Census Bureau headquarters Recent data on housing construction from the Census Bureau and HUD show continuing monthly fluctuations. (Photo: Skidmore, Owings & Merrill LLP)

WASHINGTON, DC—The multifamily sector’s volatility in terms of construction starts continued in May, with the federal government on Friday reporting a 1.2% decline in new apartment construction for the month. That followed a jump of 11.9% in April.

Overall, new residential construction nationwide saw a decline of 0.3% from the previous month, with new starts reaching a seasonally adjusted annual pace of 1,164,000, a 9.5% increase from the year-ago period. For single-family housing, the figure was up 0.3% to an annualized 764,000, while starts in properties of five units or more reached 396,000, according to data from the Census Bureau and the Department of Housing and Urban Development.

The monthly results for building permits varied more widely between the single-family and multifamily segments. Single-family permitting fell by 2% to an annualized 726,000, while the multifamily category rose to 381,000, an increase of 5.9%.

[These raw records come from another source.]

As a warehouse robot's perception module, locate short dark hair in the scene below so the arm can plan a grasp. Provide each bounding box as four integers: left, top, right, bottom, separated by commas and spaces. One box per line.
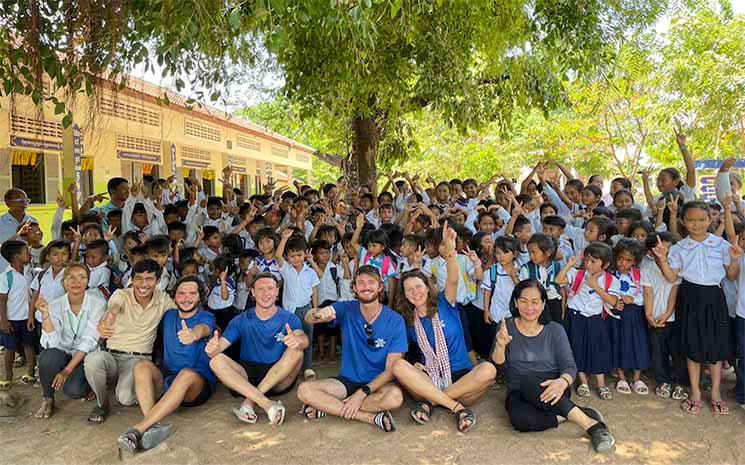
106, 178, 129, 195
132, 258, 163, 279
584, 241, 613, 265
145, 235, 171, 255
0, 240, 28, 262
85, 239, 109, 255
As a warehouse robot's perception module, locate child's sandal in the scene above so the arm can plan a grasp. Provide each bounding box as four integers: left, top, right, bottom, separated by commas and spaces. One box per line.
680, 399, 701, 415
710, 400, 729, 415
616, 379, 631, 394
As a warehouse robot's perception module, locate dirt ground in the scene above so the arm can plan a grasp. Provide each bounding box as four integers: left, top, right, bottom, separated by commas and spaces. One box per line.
0, 362, 745, 465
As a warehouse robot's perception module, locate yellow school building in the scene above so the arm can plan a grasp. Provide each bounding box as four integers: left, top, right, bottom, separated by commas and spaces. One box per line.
0, 77, 315, 214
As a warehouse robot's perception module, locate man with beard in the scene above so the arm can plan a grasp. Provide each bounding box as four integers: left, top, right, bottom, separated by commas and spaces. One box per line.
204, 273, 309, 426
297, 265, 407, 432
117, 276, 217, 454
83, 259, 174, 424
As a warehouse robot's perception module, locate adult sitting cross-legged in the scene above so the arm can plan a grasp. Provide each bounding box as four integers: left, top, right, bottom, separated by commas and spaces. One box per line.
84, 259, 174, 424
117, 276, 217, 454
35, 263, 106, 418
492, 279, 615, 452
393, 223, 497, 433
297, 265, 407, 432
205, 273, 309, 426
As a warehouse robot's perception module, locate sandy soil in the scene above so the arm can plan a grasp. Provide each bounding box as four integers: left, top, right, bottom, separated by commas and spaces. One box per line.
0, 369, 745, 465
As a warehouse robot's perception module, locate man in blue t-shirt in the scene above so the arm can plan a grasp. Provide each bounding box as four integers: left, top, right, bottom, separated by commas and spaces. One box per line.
297, 265, 407, 432
117, 277, 217, 453
205, 273, 309, 425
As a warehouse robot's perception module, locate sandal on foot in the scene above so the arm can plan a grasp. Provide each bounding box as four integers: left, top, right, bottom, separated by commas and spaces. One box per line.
616, 379, 631, 394
88, 405, 109, 425
411, 400, 434, 425
453, 404, 476, 433
654, 383, 672, 399
300, 404, 326, 420
140, 423, 173, 450
671, 385, 688, 400
373, 410, 396, 433
710, 400, 729, 415
116, 428, 142, 455
680, 399, 701, 415
632, 379, 649, 396
233, 404, 259, 425
266, 400, 287, 426
34, 399, 54, 419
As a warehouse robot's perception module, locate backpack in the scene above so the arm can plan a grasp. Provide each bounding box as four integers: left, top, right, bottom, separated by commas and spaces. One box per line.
525, 260, 561, 295
569, 269, 621, 320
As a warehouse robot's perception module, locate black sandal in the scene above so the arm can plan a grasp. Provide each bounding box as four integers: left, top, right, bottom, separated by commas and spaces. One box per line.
116, 428, 142, 455
411, 400, 435, 425
302, 404, 327, 420
453, 404, 476, 433
88, 405, 109, 425
374, 410, 396, 433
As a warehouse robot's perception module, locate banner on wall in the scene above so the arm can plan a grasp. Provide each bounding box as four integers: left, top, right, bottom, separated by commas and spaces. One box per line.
693, 160, 745, 202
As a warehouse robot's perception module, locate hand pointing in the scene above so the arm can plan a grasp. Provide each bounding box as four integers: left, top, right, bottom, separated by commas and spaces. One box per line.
204, 330, 220, 358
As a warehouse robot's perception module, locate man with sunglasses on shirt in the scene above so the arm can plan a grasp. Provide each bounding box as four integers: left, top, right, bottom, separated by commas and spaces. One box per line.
297, 265, 408, 432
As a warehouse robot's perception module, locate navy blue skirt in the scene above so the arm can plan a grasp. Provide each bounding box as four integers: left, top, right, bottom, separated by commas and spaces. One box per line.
606, 304, 652, 370
567, 308, 613, 375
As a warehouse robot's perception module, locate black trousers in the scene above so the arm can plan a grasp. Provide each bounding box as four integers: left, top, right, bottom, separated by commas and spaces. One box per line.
38, 349, 91, 399
504, 376, 575, 432
649, 321, 689, 386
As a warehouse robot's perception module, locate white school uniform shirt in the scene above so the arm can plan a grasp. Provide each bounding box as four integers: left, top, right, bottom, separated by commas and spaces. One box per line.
481, 263, 515, 322
614, 270, 644, 306
31, 266, 65, 322
567, 268, 621, 317
668, 233, 730, 286
88, 262, 111, 299
639, 255, 681, 322
279, 260, 321, 312
318, 262, 344, 305
0, 265, 31, 321
207, 278, 235, 310
41, 291, 106, 355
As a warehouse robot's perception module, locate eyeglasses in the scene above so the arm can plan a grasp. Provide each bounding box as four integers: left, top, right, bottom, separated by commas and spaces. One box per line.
362, 323, 375, 347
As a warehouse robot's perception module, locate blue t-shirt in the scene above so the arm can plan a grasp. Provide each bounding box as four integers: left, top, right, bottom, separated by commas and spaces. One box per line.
406, 292, 473, 373
222, 307, 303, 365
329, 300, 408, 384
160, 308, 217, 384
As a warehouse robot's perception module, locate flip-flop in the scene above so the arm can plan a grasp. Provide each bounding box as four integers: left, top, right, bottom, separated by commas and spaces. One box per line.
632, 379, 649, 396
140, 423, 173, 450
233, 404, 259, 425
116, 428, 142, 455
266, 400, 287, 426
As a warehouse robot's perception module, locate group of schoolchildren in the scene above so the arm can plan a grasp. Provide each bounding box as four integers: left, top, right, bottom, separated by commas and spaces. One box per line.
0, 131, 745, 420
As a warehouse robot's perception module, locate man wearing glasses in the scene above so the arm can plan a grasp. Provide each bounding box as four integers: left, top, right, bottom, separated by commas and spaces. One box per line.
297, 265, 408, 432
0, 188, 39, 270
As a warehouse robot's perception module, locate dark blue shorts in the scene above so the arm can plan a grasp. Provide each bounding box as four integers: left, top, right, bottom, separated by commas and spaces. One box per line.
0, 320, 39, 352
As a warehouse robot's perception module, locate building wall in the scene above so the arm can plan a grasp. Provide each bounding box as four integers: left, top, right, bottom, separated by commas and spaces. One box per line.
0, 81, 312, 203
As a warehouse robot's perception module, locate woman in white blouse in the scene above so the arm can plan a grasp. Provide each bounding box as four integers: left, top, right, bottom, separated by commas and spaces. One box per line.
35, 263, 106, 418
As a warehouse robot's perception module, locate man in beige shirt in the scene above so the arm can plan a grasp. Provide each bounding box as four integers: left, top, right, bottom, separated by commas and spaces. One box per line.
84, 259, 175, 423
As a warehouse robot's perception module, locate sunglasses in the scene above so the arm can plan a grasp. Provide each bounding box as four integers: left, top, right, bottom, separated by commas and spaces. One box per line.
362, 323, 375, 347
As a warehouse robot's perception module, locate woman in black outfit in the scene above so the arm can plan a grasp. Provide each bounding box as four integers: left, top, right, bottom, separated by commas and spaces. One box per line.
492, 279, 615, 452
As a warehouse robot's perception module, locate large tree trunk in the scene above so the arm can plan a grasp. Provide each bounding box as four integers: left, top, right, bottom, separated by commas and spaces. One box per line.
345, 112, 380, 191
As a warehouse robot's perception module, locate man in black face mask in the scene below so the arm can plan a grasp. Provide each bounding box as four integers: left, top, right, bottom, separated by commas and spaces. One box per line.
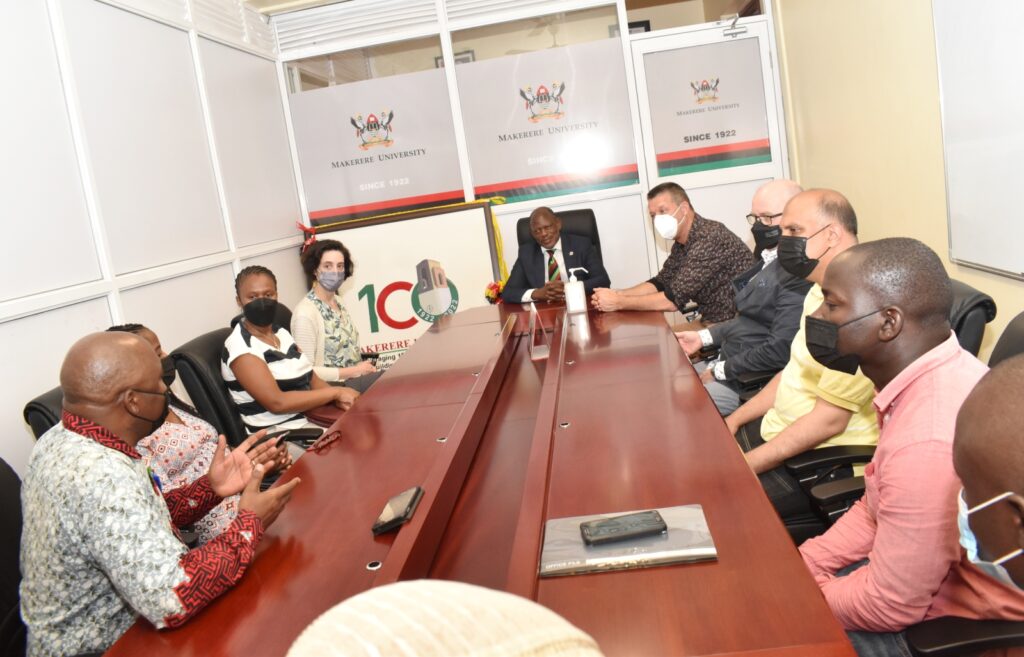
725, 189, 879, 520
800, 237, 995, 656
676, 180, 811, 415
22, 333, 299, 655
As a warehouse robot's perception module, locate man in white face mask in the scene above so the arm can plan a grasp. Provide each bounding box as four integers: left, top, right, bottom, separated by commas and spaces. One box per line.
591, 182, 754, 324
953, 355, 1024, 597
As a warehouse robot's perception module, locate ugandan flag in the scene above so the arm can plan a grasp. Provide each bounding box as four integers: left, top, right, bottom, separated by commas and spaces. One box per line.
309, 189, 466, 226
473, 164, 640, 203
657, 139, 771, 178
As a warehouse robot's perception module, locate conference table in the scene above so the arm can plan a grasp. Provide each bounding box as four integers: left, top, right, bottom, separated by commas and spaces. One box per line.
106, 304, 854, 657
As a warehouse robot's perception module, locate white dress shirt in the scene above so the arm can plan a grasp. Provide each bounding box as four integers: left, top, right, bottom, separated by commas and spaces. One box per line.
520, 237, 569, 303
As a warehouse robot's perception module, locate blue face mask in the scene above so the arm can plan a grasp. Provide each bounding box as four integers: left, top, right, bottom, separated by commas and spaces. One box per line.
956, 488, 1024, 588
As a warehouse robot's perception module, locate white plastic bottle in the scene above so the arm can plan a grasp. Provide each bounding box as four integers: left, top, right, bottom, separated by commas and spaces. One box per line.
565, 267, 590, 315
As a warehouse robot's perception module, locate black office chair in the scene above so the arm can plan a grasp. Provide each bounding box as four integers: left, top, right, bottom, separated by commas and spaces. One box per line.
949, 278, 995, 356
515, 208, 601, 255
785, 279, 991, 544
171, 329, 247, 446
0, 459, 26, 657
22, 386, 63, 440
906, 616, 1024, 657
988, 312, 1024, 367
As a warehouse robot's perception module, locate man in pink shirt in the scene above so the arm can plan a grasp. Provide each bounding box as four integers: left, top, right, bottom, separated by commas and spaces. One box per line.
800, 238, 1015, 657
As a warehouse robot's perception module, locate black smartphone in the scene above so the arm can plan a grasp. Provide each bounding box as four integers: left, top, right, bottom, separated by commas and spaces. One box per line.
580, 511, 669, 545
373, 486, 423, 536
246, 430, 292, 453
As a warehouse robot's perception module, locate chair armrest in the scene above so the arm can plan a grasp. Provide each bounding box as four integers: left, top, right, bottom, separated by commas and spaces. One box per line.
811, 477, 864, 508
785, 445, 874, 479
906, 616, 1024, 657
736, 371, 776, 390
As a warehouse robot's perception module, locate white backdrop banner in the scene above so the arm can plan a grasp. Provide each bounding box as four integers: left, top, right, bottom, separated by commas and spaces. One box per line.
316, 204, 498, 368
289, 69, 464, 225
456, 39, 638, 203
644, 39, 771, 177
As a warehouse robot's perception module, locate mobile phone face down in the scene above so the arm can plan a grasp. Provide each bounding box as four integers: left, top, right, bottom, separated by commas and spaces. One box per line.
373, 486, 423, 535
580, 511, 668, 545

Looking at a three-month time horizon, Kristin Reynolds, US economist with IHS Global Insight, notes that “this measure has been zigzagging with small positives and negatives for the past several months. The trend in single-family starts retreated 3.4% in May, while multifamily starts gained 2.8%. Compared to a year earlier, the three-month trend in single-family starts is 10.2% higher, while multifamily is up by 1.2%.”

In terms of prospects for the near-term future, the National Association of Home Builders said Thursday that its NAHB/Wells Fargo Housing Market Index of builder confidence rose two points in June to a level of 60, after holding steady for four months. “Rising home sales, an improving economy and the fact that the HMI gauge measuring future sales expectations is running at an eight-month high are all positive factors indicating that the housing market should continue to move forward in the second half of 2016,” says Robert Dietz, NAHB’s chief economist.

All three components of the HMI posted gains in June, NAHB said Thursday. The component gauging current sales conditions rose one point to 64, the index charting sales expectations in the next six months increased five points to 70 and the component measuring buyer traffic climbed three points to 47. Any score above 50 indicates that more builders see conditions improving than worsening.